Saudi blogger Raif Badawi, who was arrested in 2012, should have been released last Monday.

The prison sentence to which he was sentenced expired on February 28.

However, according to Reporters Without Borders, Badawi is still being held in the central prison in Dhahban, north of Jeddah.

In 2012, the Saudi judiciary sentenced Badawi to ten years in prison, a fine of one million riyals (around 240,000 euros) and 1,000 strokes of the cane.

In addition, a ten-year travel ban was issued after the end of his prison sentence.

Badawi was publicly tortured with fifty lashes in front of a mosque in Jeddah in 2015.

However, due to worldwide outcry, the remainder of the caning was suspended.

In his blog posts, Badawi proposed a separation of state and religion.

The Saudi judiciary interpreted this as an insult to Islam.

In 2008, Raif Badawi co-founded the online forum Free Saudi Liberals, in which religious and social issues were openly discussed.

In 2015, while in detention, Badawi received the EU's Sakharov Prize for Freedom of Thought and Deutsche Welle's Freedom of Speech Award.

Reporters Without Borders has urged the Saudi authorities to release Raif Badawi immediately.
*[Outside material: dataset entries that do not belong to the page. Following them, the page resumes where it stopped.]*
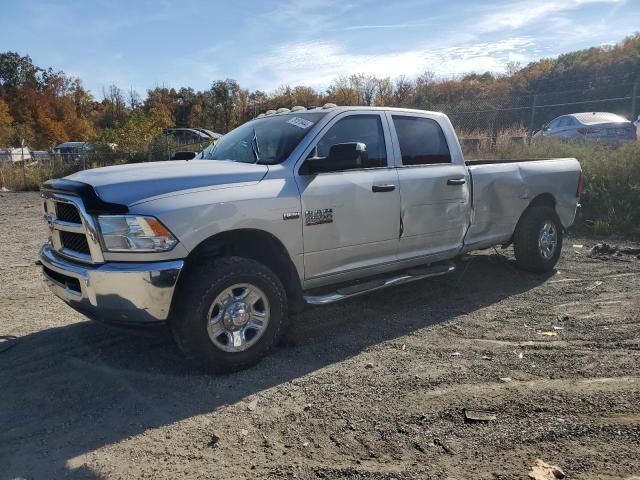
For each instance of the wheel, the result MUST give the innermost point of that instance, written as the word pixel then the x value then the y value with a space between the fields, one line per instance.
pixel 538 239
pixel 230 312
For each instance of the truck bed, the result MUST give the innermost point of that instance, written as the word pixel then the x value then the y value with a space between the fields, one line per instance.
pixel 502 189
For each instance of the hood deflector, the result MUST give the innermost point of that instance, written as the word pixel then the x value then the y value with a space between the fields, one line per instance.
pixel 93 204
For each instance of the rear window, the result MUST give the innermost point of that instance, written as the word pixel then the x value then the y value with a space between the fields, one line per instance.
pixel 422 141
pixel 599 117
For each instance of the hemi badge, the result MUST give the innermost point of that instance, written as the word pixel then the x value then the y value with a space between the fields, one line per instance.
pixel 290 215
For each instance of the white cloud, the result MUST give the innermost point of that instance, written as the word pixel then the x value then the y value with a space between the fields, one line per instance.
pixel 519 15
pixel 318 63
pixel 390 26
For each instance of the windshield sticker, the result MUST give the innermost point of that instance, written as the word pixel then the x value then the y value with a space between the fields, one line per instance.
pixel 300 122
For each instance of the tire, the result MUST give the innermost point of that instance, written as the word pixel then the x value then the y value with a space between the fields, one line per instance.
pixel 206 305
pixel 538 239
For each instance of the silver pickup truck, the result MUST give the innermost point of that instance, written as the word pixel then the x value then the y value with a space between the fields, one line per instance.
pixel 296 208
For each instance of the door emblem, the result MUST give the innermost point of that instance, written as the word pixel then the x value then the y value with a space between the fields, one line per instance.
pixel 290 215
pixel 318 217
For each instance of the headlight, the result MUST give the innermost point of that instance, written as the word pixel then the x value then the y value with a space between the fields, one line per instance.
pixel 134 233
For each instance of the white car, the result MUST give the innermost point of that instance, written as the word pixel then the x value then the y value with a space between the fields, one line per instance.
pixel 593 127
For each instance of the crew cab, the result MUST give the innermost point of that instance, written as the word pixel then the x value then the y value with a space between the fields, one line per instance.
pixel 297 208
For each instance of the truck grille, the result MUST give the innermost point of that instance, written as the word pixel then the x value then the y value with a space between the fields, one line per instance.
pixel 75 241
pixel 67 213
pixel 72 230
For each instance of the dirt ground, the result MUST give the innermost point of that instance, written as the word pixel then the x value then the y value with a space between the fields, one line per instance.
pixel 373 388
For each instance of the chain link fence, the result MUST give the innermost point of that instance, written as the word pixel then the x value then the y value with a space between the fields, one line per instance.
pixel 488 116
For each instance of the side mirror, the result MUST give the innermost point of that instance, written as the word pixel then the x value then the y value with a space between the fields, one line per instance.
pixel 342 156
pixel 183 155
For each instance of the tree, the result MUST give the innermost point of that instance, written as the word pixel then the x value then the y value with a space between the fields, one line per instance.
pixel 7 130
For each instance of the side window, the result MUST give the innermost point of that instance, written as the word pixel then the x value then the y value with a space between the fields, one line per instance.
pixel 366 129
pixel 422 141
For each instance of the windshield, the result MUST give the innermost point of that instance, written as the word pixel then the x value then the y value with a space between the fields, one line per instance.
pixel 268 140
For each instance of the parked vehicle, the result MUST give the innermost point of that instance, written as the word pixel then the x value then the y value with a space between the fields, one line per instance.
pixel 594 127
pixel 292 209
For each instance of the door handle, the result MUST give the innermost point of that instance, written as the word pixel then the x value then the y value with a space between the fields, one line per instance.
pixel 383 188
pixel 456 181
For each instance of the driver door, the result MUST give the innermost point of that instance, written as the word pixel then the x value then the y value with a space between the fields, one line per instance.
pixel 351 218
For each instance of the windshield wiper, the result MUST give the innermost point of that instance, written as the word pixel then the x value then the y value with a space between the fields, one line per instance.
pixel 254 146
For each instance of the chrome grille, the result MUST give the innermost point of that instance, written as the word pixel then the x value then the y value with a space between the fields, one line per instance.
pixel 72 230
pixel 75 241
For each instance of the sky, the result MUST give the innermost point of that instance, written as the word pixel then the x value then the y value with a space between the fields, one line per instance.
pixel 140 44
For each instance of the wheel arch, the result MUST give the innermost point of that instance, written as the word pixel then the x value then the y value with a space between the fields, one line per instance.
pixel 255 244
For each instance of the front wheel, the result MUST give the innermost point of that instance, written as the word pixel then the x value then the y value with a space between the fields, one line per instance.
pixel 230 312
pixel 538 239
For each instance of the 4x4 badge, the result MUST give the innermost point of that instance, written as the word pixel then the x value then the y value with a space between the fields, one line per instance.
pixel 290 215
pixel 318 217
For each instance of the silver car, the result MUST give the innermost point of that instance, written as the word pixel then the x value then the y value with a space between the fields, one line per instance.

There is no legal basis for continuing to detain Badawi, said RSF managing director Christian Mihr.

Badawi's wife Ensaf Haidar is campaigning for her husband's release from abroad.

She has lived in Quebec, Canada since 2013 and hopes that the government there will work to ensure that her husband obtains Canadian citizenship and that her family can finally be reunited.
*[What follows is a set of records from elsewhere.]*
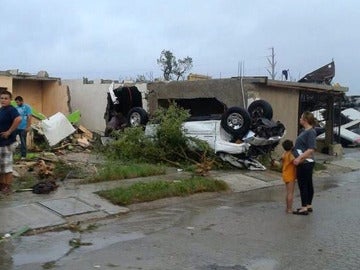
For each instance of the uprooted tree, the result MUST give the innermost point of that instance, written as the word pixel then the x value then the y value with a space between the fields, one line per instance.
pixel 167 144
pixel 172 67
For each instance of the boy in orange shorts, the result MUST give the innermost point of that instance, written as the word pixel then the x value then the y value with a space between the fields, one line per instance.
pixel 288 173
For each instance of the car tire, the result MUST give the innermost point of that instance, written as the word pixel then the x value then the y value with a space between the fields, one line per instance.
pixel 137 116
pixel 260 108
pixel 236 121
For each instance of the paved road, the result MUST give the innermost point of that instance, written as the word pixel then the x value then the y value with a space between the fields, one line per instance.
pixel 246 230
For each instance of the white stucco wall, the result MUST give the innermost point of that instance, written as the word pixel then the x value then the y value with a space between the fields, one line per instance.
pixel 91 100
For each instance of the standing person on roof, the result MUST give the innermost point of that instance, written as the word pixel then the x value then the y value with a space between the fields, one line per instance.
pixel 9 121
pixel 22 130
pixel 303 151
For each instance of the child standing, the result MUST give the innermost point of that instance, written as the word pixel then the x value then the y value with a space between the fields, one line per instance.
pixel 288 173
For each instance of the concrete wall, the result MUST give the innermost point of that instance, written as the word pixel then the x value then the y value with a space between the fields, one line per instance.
pixel 229 91
pixel 47 97
pixel 91 100
pixel 6 82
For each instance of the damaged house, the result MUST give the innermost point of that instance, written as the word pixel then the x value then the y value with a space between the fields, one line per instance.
pixel 46 95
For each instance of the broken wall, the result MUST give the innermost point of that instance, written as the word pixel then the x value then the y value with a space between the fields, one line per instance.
pixel 6 82
pixel 47 97
pixel 228 91
pixel 91 100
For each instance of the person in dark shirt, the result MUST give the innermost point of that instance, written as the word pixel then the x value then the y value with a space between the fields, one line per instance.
pixel 303 152
pixel 9 121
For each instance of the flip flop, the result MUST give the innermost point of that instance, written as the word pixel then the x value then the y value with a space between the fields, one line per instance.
pixel 298 212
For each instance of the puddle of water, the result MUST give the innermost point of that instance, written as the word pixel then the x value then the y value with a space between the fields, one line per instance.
pixel 52 246
pixel 262 264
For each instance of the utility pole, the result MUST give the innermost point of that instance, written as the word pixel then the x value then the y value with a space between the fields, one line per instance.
pixel 272 64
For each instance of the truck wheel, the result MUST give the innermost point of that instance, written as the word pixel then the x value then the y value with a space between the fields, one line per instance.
pixel 236 121
pixel 260 109
pixel 137 116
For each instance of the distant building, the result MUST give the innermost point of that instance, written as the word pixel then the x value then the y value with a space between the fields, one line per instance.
pixel 196 77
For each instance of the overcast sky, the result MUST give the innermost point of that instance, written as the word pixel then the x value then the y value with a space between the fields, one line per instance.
pixel 117 39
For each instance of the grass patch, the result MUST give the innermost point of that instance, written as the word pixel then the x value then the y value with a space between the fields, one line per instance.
pixel 150 191
pixel 29 156
pixel 112 170
pixel 23 182
pixel 319 166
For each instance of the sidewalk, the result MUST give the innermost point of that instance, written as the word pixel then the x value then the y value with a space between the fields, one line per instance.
pixel 71 202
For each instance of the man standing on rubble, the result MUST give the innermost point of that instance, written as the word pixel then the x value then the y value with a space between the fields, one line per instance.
pixel 25 113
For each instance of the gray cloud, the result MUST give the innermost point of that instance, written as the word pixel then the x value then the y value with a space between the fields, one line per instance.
pixel 119 39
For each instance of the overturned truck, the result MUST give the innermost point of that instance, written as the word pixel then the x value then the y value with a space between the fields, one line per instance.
pixel 237 135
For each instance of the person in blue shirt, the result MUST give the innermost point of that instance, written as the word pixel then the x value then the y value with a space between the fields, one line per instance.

The ten-year travel ban that was imposed on Raif Badawi stands in the way of this.

Two years ago, Saudi Arabia announced that it would no longer use whips or sticks as punishment.

This should be part of a modernization package by Crown Prince Muhammad Bin Salman.

At least 28 other journalists in prison

At least 28 media workers are currently in prison in Saudi Arabia.

In March 2021, Reporters Without Borders filed criminal charges against Crown Prince Muhammad Bin Salman with the Federal Public Prosecutor in Karlsruhe.

The main charges are the arbitrary arrests of journalists and the murder of Jamal Khashoggi.

The journalist was murdered in the Saudi consulate in Istanbul in October 2018.

The Istanbul Attorney General issued arrest warrants for two Saudi officials.

In December 2018, the US Senate published the assessment that Crown Prince Bin Salman was responsible for the murder.

The Saudi government denied the allegation.

UN Special Rapporteur Agnès Callamard concluded that Khashoggis had been executed and called for an investigation into Bin Salman.

He's behind the murder.

In 2019 there was a trial against eleven defendants in Saudi Arabia, five were sentenced to death and three to 24 years in prison.

The death penalty was lifted the following year.

According to press reports, those accused of the "killer squad" are at large.

Raif Badawi was still in prison at the time this article went to press, according to Reporters Without Borders.